Archivists
Workbench: White Paper Robin
Chandler, Online Archive of California Bill
Landis, University of California, Irvine Bradley
Westbrook, University of California, San Diego 1
November 2001
Background Ten
to fifteen years ago the process of archival description was fairly simple. Typically,
archivists created inventories or finding aids for archival collections using
a word processor or, in some cases, a typewriter. Administrative information-such
as deeds of gift, accession records and action logs-was kept as printed forms
in collection control files. Some repositories with sufficient staff expertise
and access to an online bibliographic utility created collection-level MARC records
for their archival holdings. Beginning
around 1990 the complexity of the descriptive process increased dramatically as
archivists began to experiment with the Internet as a tool for publicizing their
collections to the research community. Archivists first utilized Gopher and WAIS
technology to deliver ASCII versions of collection finding aids but quickly migrated
to HTML-encoded finding aids once that encoding scheme was broadly introduced
in 1993. HTML served to improve the presentation of finding aids; however, its
limitations for facilitating searching and navigating online finding aids was
quickly apparent to archivists. Furthermore, it did not help to promote consistent
identification of encoded data elements within and across repositories. Dissatisfaction
with these drawbacks led to the development of an SGML DTD specifically for encoding
archival collection descriptions and facilitating their publication online.
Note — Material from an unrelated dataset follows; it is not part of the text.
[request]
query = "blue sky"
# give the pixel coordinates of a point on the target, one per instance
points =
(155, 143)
This
DTD, known as Encoded Archival Description (EAD), allows archivists to represent
the hierarchical structure inherent in archival collections in encoding and utilize
it for searching and navigating through a finding aid or groups of finding aids.
EAD also makes possible the kind of data encoding standardization that more predictable,
less idiosyncratic access systems require. The success of EAD quickly led to the
construction of union databases of EAD-encoded finding aids, of which the Online
Archive of California (OAC) was the first. Similar statewide efforts are underway
in New Mexico, Texas, Virginia, and North Carolina, along with several international
projects. An analysis of
OAC efforts thus far reveals two areas clearly in need of additional work if the
OAC is to mature satisfactorily as a user-responsive database of finding aids
and associated digital objects representing archival holdings in California repositories.
First, while many significant archival repositories in California are currently
participating, many more are not. Moreover, some repositories are not able to
participate very actively. Among the factors that help to explain this are the
difficulty of integrating encoding with description and the cost and complexity
of maintaining separate description and encoding processes. The majority of archivists
create a finding aid using a word processing application, followed by a secondary
encoding process utilizing one of several available methods: manual encoding,
use of scripts and macros, or commercial encoding tools such as Author/Editor
or XMetaL. A recent posting to the Archives listserv by the Director of the Five
College On-Line Finding Aids Access Project is indicative of the challenges:
We are
starting a three-year EAD project that involves five institutions, and will encompass
both conversion of legacy finding aids and the creation of new ones. Four of the
five institutions are currently using Word or WordPerfect to create finding aids.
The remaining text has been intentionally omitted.